Jerome Powell gave a speech last week which emphasized that the domestic economy is strong, wage pressures and inflation remain surprisingly tame and the Fed will be data dependent on future funds hikes but is still on track for 3 hikes this year and next. The unemployment report last week showed an average gain over 200,000 per month in the first quarter with muted wage pressures increasing 2.7% year over year. Pretty good! First quarter real growth should come in about 2.6% with gains of 3.0% over the remainder of the year.
Stay the course while maintaining excess liquidity at all times to take advantage of the excessive volatility cause by computer, systematic trading.

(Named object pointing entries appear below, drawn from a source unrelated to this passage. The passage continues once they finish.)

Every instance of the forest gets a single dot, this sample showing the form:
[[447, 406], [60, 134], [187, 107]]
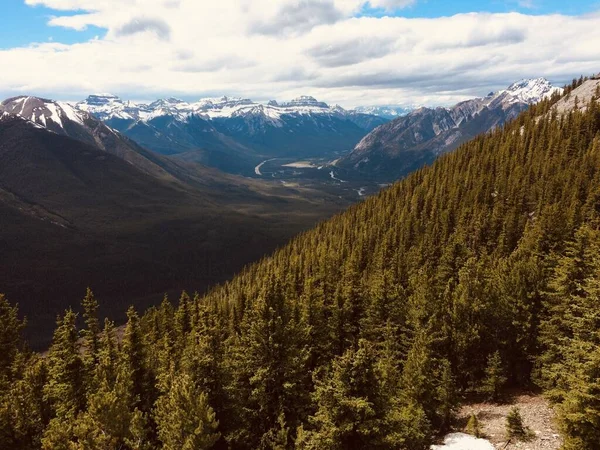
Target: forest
[[476, 274]]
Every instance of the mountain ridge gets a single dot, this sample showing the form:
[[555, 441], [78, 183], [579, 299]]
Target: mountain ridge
[[394, 149]]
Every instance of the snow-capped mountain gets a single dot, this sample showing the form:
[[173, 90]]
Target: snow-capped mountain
[[408, 142], [64, 119], [107, 107], [387, 111], [301, 127]]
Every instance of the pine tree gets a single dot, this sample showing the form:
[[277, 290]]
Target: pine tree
[[495, 379], [10, 338], [64, 389], [184, 419], [473, 427], [515, 429], [350, 412]]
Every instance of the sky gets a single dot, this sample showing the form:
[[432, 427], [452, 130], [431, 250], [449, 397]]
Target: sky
[[347, 52]]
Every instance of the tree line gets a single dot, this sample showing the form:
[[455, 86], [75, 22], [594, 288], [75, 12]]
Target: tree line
[[477, 273]]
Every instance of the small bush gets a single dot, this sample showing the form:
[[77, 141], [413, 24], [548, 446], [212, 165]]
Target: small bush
[[515, 428], [473, 426]]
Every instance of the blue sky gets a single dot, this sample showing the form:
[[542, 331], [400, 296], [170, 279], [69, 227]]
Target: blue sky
[[438, 8], [280, 49], [21, 25]]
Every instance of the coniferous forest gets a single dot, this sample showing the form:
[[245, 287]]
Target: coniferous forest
[[478, 273]]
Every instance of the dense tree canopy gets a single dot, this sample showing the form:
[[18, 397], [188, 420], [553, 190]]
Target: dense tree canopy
[[478, 272]]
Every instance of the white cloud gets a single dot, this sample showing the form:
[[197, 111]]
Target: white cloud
[[265, 49]]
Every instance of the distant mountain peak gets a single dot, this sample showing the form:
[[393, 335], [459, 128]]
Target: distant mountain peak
[[531, 90], [306, 100]]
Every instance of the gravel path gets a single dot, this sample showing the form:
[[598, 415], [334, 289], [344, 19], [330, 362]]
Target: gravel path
[[537, 415]]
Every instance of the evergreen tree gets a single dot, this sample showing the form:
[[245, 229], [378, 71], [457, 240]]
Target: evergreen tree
[[495, 379], [184, 419], [473, 427]]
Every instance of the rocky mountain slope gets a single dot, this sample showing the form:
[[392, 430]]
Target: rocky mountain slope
[[74, 214], [405, 144], [234, 134]]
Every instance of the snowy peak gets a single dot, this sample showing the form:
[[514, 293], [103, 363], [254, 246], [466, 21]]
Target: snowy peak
[[306, 100], [46, 113], [386, 111], [107, 107], [102, 99], [531, 91]]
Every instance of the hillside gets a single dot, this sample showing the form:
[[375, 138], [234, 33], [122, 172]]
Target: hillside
[[234, 134], [75, 215], [471, 276], [407, 143]]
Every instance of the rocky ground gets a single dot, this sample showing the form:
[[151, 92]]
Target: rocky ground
[[537, 415]]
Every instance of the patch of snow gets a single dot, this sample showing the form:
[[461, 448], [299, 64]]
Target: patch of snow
[[257, 168], [71, 113], [300, 165], [54, 114], [332, 175], [462, 441]]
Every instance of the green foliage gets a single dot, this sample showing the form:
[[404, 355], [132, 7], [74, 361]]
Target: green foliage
[[494, 379], [65, 387], [184, 419], [479, 272], [515, 429], [473, 427]]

The market is substantially undervalued today for an investor with a one to two year time frame. Our portfolios are less than 12 times earnings with growth above the S&P projected 18% gain in 2018 eps. In addition, our average yield is above the 10 year Treasury.
We continue to emphasize the financials, global industrial and capital goods companies, low cost industrial commodity companies including domestic steel and aluminum yielding over 5% and selling at 10 times projected 10 times 2018 earnings; technology companies at a fair price to growth such as Cisco (CSCO), Intel (INTC) and Microsoft (MSFT); and special situations where internal change will create revaluation over the foreseeable future.
Review all the facts; pause, reflect and consider mindset shifts; analyze your asset mix and risk controls; do independent research and… Invest Accordingly!